Изменить стиль страницы

Пучком розог гнала судьба Пиппига к концу. И в самом деле, разве не был он битым псом, который сидел сейчас на задних лапах в углу и с удивлением вдруг обнаружил, что другие, которых он считал такими же жалкими псами, давно уже сломали розги об колено и «так или иначе» превратили в решительное «либо — либо»?

Почему он не принадлежит к тем людям, к которым принадлежит хотя бы Гефель? Не потому ли ему не доверяют, что он мал ростом и у него кривые ноги? Кого он знает из тех? Никого! Горько было Пиппигу признаваться в этом.

Может, Кремер один из них?

Наверняка!

Завтра, решил Пиппиг, завтра он поговорит с Кремером. Он не хочет быть жалким псом, согласным на «так или иначе»!

Было еще темно, когда Пиппиг после свистка покинул здание вещевой камеры. Но на дорогах между бараками было уже оживленно. Дневальные стягивались с разных сторон к кухне, чтобы разнести по баракам огромные чаны с утренним кофе.

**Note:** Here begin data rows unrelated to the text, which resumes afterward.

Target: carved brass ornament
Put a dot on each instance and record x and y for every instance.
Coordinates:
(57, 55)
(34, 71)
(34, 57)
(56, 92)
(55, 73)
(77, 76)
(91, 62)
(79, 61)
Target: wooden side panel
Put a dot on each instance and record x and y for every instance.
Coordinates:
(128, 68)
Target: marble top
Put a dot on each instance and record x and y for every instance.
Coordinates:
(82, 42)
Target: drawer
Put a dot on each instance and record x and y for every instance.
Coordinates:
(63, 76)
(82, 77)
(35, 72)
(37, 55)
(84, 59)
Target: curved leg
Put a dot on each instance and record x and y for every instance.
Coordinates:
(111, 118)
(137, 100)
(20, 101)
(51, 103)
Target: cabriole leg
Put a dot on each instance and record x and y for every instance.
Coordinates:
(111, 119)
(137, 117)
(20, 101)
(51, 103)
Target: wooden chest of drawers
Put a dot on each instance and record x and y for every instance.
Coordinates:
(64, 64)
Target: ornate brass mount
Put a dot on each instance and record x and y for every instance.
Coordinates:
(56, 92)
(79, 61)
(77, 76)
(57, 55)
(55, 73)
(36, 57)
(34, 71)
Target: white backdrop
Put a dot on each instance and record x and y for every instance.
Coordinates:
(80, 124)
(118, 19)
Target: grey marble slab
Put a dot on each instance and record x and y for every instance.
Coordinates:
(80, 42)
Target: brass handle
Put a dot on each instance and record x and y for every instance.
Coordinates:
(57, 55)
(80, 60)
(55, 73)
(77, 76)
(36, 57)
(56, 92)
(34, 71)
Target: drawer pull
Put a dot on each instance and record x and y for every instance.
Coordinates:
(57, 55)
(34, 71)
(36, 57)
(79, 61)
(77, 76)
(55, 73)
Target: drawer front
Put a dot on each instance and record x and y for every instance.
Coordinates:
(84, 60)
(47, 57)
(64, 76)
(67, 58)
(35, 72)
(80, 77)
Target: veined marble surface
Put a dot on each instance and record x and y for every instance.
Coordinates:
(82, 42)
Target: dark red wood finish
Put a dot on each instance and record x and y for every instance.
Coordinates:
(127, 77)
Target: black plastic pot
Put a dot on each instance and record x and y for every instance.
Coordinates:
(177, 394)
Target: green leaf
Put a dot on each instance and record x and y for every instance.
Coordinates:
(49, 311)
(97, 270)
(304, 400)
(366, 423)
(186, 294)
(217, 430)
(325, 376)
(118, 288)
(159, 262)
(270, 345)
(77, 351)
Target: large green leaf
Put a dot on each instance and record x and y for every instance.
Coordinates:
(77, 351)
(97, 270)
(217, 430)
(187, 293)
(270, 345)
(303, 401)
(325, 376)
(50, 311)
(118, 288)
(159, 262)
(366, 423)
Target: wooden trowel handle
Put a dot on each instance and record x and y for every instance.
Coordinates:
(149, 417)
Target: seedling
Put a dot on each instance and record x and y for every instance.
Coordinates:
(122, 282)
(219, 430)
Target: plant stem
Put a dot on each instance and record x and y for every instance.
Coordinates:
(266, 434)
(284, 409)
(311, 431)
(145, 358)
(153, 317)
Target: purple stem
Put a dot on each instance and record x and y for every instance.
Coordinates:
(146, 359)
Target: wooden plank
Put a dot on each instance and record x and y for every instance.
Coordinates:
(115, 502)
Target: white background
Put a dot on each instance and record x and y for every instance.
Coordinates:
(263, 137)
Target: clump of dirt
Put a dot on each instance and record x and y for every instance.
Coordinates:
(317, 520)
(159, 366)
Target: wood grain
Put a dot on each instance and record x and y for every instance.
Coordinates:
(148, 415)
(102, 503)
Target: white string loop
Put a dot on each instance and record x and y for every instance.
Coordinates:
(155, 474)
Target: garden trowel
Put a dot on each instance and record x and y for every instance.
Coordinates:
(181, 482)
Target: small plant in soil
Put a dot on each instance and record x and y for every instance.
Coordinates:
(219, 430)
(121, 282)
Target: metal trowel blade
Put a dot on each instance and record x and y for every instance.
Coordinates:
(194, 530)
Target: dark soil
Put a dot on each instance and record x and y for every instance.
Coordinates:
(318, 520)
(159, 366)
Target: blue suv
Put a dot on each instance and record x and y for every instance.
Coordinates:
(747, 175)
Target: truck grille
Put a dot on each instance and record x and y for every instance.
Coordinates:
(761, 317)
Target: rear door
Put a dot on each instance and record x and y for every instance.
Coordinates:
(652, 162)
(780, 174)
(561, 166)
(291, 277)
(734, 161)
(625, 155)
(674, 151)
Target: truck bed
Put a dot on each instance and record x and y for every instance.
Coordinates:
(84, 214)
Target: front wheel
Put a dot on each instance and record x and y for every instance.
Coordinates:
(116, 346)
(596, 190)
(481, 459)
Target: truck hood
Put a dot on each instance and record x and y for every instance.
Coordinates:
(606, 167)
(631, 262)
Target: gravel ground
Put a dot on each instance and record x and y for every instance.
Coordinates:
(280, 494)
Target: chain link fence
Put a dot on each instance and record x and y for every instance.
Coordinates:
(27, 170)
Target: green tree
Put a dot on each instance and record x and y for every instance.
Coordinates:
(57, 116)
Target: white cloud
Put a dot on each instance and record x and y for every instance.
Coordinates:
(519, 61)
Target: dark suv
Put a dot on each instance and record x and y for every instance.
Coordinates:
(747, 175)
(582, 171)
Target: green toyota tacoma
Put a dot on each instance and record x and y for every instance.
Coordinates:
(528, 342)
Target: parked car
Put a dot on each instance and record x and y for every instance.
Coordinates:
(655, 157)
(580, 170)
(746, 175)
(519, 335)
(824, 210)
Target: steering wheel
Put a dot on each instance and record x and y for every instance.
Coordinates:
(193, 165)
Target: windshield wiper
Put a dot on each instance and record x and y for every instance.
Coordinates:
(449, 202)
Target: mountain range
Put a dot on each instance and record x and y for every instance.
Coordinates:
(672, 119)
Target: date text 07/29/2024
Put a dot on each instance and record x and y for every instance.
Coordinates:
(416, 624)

Отсутствие Пиппига не было замечено. В спальном помещении уже прибирали постели, и когда Пиппиг вошел, сосед по нарам все же спросил его, где он был ночью.

— У девочки, — ответил Пиппиг таким тоном, который исключал всякое любопытство.

Между тем весть о случившемся дошла до Бохова. Вскоре после утреннего свистка связной Бохова узнал от капо лагерной охраны о ночных событиях в вещевой камере. В утреннем сумраке между связным и Боховым состоялся краткий разговор шепотом. В первую минуту Бохов готов был рассердиться на своевольного Кремера, который превысил полномочия. Однако узнав, что в команду вещевой камеры затесался сомнительный субъект, Бохов одобрил перемену хранилища, тем более — с этим нельзя было не согласиться, — что маленький Пиппиг действовал с исключительной ловкостью. Слова Пиппига связной передал буквально: «Задница шарфюрера как-никак самая надежная крышка…»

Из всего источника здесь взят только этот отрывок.